The title of this album stems from the heavy use of technology in today’s society. The band had been posting a lot of tech related quotes, pictures, and phrases on social media prior to the release of Give Yourself a Try, and the new album will put a large focus on examining the effects of so much technology in the modern world.
Most of it. George [Daniel] wrote the instrumental to “Love It If We Made It” in 2015. You know where Dirty Hit [the band’s label] is? Grenfell’s round the corner. A year before that happened, I’d ask Ed [Blow, label co-manager] every day if he’d go to the newsagents for tabloids. My idea for “Love It If We Made It” was a list of press headlines. Then Grenfell happened. I was so upset. That’s when the song became this outward exorcism.

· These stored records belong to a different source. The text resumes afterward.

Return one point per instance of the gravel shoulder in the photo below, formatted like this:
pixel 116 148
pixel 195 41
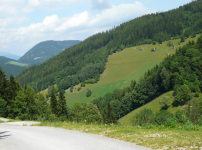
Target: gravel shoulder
pixel 18 137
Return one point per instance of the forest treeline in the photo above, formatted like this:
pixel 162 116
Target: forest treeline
pixel 181 72
pixel 26 104
pixel 68 68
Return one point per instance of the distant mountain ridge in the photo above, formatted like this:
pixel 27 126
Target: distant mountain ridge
pixel 9 55
pixel 45 50
pixel 4 59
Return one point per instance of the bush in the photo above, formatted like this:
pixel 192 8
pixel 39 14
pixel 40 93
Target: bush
pixel 171 122
pixel 183 94
pixel 162 116
pixel 169 44
pixel 164 102
pixel 180 116
pixel 79 89
pixel 144 118
pixel 88 94
pixel 153 50
pixel 2 107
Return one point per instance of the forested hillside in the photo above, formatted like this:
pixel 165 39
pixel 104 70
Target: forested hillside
pixel 71 66
pixel 181 72
pixel 9 68
pixel 4 60
pixel 45 50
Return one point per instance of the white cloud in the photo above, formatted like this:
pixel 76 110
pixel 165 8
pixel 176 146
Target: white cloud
pixel 118 13
pixel 76 20
pixel 101 4
pixel 78 26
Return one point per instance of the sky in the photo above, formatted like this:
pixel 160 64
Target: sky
pixel 25 23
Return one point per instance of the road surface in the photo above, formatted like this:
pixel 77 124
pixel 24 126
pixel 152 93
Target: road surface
pixel 14 136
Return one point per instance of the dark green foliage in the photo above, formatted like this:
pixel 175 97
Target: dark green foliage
pixel 164 102
pixel 162 116
pixel 181 117
pixel 79 88
pixel 92 114
pixel 53 103
pixel 77 112
pixel 3 108
pixel 95 50
pixel 169 44
pixel 88 94
pixel 110 115
pixel 62 106
pixel 183 94
pixel 144 118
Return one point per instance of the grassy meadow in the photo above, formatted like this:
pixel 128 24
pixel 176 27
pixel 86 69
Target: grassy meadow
pixel 123 67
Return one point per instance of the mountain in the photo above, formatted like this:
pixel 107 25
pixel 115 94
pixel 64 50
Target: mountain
pixel 87 60
pixel 4 59
pixel 10 66
pixel 9 55
pixel 45 50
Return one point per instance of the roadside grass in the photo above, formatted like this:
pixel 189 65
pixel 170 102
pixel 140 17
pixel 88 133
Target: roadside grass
pixel 154 137
pixel 154 106
pixel 16 63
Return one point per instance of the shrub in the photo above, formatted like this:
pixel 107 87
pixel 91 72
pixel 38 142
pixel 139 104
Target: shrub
pixel 153 50
pixel 183 94
pixel 144 118
pixel 171 122
pixel 88 94
pixel 164 102
pixel 169 44
pixel 162 116
pixel 2 107
pixel 180 116
pixel 79 89
pixel 92 114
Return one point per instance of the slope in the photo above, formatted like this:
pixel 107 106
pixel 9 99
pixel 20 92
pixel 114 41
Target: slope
pixel 65 68
pixel 45 50
pixel 154 106
pixel 122 67
pixel 11 66
pixel 9 55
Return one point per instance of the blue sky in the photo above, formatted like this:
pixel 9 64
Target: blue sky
pixel 24 23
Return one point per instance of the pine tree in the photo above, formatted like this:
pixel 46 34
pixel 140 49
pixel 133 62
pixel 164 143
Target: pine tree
pixel 53 103
pixel 62 106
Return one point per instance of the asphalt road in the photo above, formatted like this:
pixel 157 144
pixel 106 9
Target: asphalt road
pixel 17 137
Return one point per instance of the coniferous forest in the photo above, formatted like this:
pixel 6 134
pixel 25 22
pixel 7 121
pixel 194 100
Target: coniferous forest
pixel 69 68
pixel 181 72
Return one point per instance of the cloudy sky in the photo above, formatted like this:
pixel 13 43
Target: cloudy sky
pixel 24 23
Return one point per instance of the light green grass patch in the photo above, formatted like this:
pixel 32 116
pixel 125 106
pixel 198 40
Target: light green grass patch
pixel 17 63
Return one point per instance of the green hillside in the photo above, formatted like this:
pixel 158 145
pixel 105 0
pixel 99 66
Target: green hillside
pixel 45 50
pixel 71 66
pixel 123 67
pixel 4 60
pixel 11 66
pixel 17 63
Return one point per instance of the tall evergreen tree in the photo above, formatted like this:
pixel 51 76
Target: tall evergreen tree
pixel 62 106
pixel 53 102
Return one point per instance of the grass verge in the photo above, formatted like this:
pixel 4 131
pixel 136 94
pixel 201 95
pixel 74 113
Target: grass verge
pixel 154 137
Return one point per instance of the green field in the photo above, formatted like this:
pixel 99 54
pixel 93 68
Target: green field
pixel 123 67
pixel 16 63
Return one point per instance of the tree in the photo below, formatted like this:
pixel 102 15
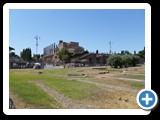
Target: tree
pixel 26 54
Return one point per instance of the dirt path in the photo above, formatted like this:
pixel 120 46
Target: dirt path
pixel 106 85
pixel 64 101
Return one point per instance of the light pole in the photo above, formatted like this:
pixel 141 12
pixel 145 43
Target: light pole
pixel 37 38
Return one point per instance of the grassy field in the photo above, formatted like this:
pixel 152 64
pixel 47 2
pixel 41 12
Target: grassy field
pixel 72 83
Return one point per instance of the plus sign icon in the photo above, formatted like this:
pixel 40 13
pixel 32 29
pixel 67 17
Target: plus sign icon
pixel 147 99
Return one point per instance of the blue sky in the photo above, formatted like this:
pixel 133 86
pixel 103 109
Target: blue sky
pixel 92 28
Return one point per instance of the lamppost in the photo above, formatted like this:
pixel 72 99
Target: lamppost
pixel 37 38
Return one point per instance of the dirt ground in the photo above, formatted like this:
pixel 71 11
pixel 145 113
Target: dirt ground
pixel 111 92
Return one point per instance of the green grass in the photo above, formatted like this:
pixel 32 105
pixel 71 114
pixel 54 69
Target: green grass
pixel 141 77
pixel 34 95
pixel 110 69
pixel 30 93
pixel 137 85
pixel 114 70
pixel 73 89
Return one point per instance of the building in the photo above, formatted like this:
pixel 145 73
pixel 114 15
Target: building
pixel 84 58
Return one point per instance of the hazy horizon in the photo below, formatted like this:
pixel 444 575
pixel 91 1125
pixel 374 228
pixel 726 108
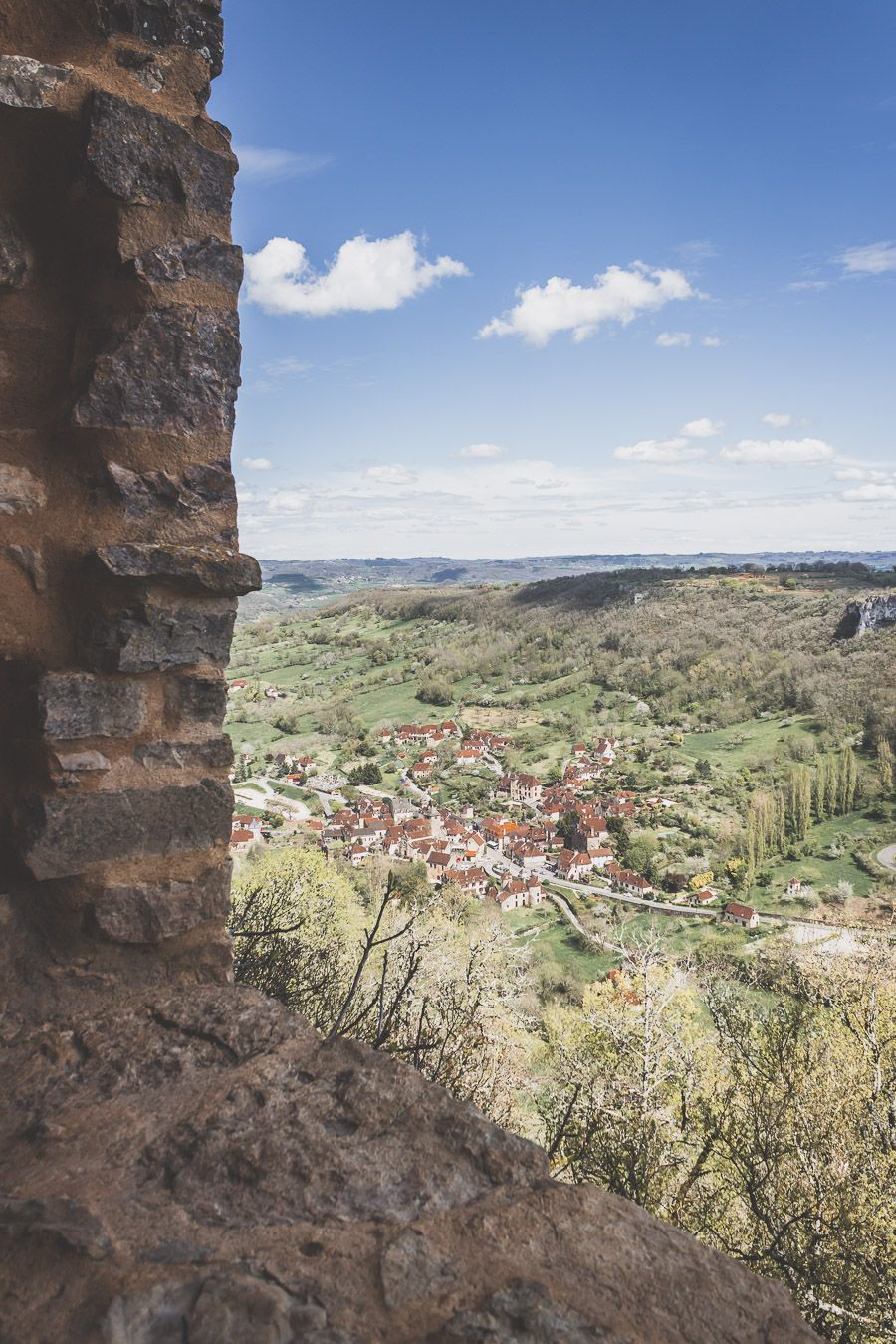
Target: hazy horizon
pixel 621 276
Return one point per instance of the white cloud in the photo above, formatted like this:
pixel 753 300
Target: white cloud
pixel 703 427
pixel 782 452
pixel 864 473
pixel 276 164
pixel 391 473
pixel 617 295
pixel 288 502
pixel 673 340
pixel 660 450
pixel 483 450
pixel 872 494
pixel 367 275
pixel 288 367
pixel 871 260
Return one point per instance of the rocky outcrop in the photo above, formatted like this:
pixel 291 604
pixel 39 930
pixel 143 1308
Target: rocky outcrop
pixel 179 1159
pixel 875 613
pixel 203 1164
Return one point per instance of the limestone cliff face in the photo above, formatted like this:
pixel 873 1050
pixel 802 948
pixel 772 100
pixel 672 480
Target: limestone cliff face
pixel 180 1160
pixel 875 613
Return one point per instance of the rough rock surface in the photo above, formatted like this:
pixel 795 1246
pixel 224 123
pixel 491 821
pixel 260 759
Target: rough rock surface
pixel 206 567
pixel 192 258
pixel 145 158
pixel 15 262
pixel 20 491
pixel 26 83
pixel 175 369
pixel 245 1180
pixel 66 836
pixel 875 613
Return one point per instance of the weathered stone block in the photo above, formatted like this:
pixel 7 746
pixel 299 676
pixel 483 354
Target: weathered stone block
pixel 150 638
pixel 176 371
pixel 81 763
pixel 142 68
pixel 164 23
pixel 192 258
pixel 208 753
pixel 76 705
pixel 157 910
pixel 29 84
pixel 210 568
pixel 65 1220
pixel 146 160
pixel 15 262
pixel 202 486
pixel 66 836
pixel 199 699
pixel 30 560
pixel 20 491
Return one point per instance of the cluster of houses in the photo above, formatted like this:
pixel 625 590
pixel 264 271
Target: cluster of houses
pixel 547 830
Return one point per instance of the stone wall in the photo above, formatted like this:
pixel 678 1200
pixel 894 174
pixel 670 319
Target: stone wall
pixel 118 561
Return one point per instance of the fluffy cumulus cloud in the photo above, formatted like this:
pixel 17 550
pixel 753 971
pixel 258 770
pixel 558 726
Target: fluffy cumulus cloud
pixel 780 452
pixel 288 502
pixel 660 450
pixel 703 427
pixel 618 295
pixel 673 340
pixel 367 275
pixel 389 473
pixel 871 260
pixel 483 450
pixel 276 164
pixel 872 492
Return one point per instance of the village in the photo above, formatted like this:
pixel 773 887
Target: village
pixel 528 835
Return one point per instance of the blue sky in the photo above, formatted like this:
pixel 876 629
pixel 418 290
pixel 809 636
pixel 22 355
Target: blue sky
pixel 619 276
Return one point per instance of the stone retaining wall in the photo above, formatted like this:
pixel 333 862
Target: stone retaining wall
pixel 118 554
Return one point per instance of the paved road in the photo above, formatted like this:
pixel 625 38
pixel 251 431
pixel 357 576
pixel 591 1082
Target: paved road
pixel 888 856
pixel 270 798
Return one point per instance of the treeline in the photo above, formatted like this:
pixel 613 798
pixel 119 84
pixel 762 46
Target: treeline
pixel 700 651
pixel 807 793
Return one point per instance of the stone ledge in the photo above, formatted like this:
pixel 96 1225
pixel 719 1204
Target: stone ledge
pixel 226 1153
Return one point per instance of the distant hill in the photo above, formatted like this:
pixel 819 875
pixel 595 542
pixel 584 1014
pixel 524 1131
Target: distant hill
pixel 304 582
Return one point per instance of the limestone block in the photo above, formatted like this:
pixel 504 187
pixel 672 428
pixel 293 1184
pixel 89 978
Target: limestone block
pixel 81 763
pixel 150 638
pixel 20 491
pixel 77 705
pixel 62 1220
pixel 162 23
pixel 144 68
pixel 176 369
pixel 202 486
pixel 199 699
pixel 208 753
pixel 193 258
pixel 15 262
pixel 210 568
pixel 30 560
pixel 152 911
pixel 145 160
pixel 66 836
pixel 29 84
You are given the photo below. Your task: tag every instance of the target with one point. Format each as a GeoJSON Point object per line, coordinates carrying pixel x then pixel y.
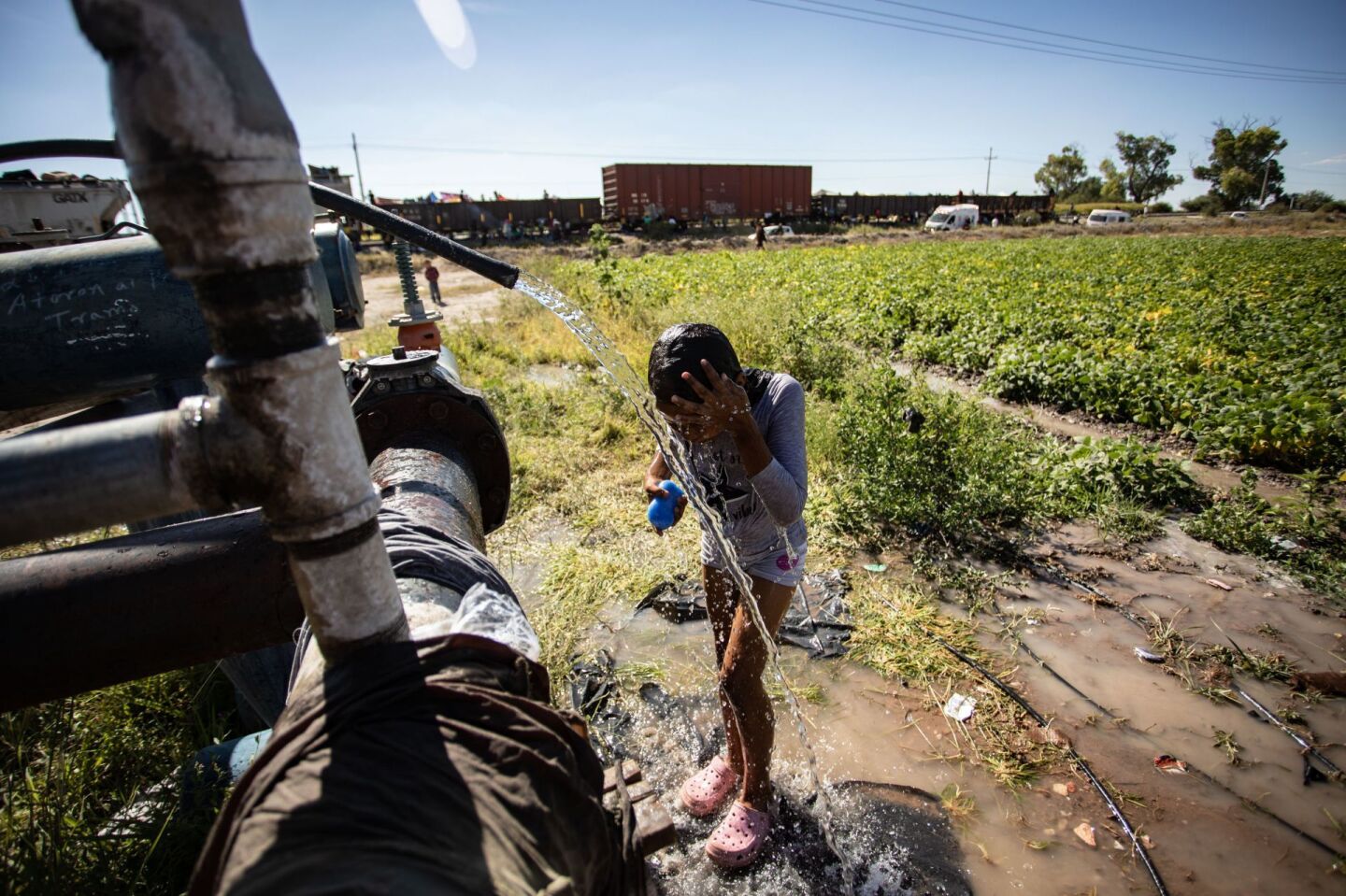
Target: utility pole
{"type": "Point", "coordinates": [360, 177]}
{"type": "Point", "coordinates": [1266, 174]}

— Matty Healy, The Vulture.
“I had this profound-but-also-not-profound realization that this whole thing outside of this — all of our communication with other people — is mediated through the internet. That’s not even an interesting thing to point out, right? But say that to somebody ten years ago. If you make a record about any kind of relationship, you’re making a record about the internet. Neil Young isn’t gonna put out a new song about missing his lover where he references FaceTime — it’s too modern. In order to be truly honest about how one has a long-distance relationship, you have to talk about these things.”
— Matty Healy, The Fader.
This album peaked at #4 on the Billboard 200 for the week of December 15, 2018.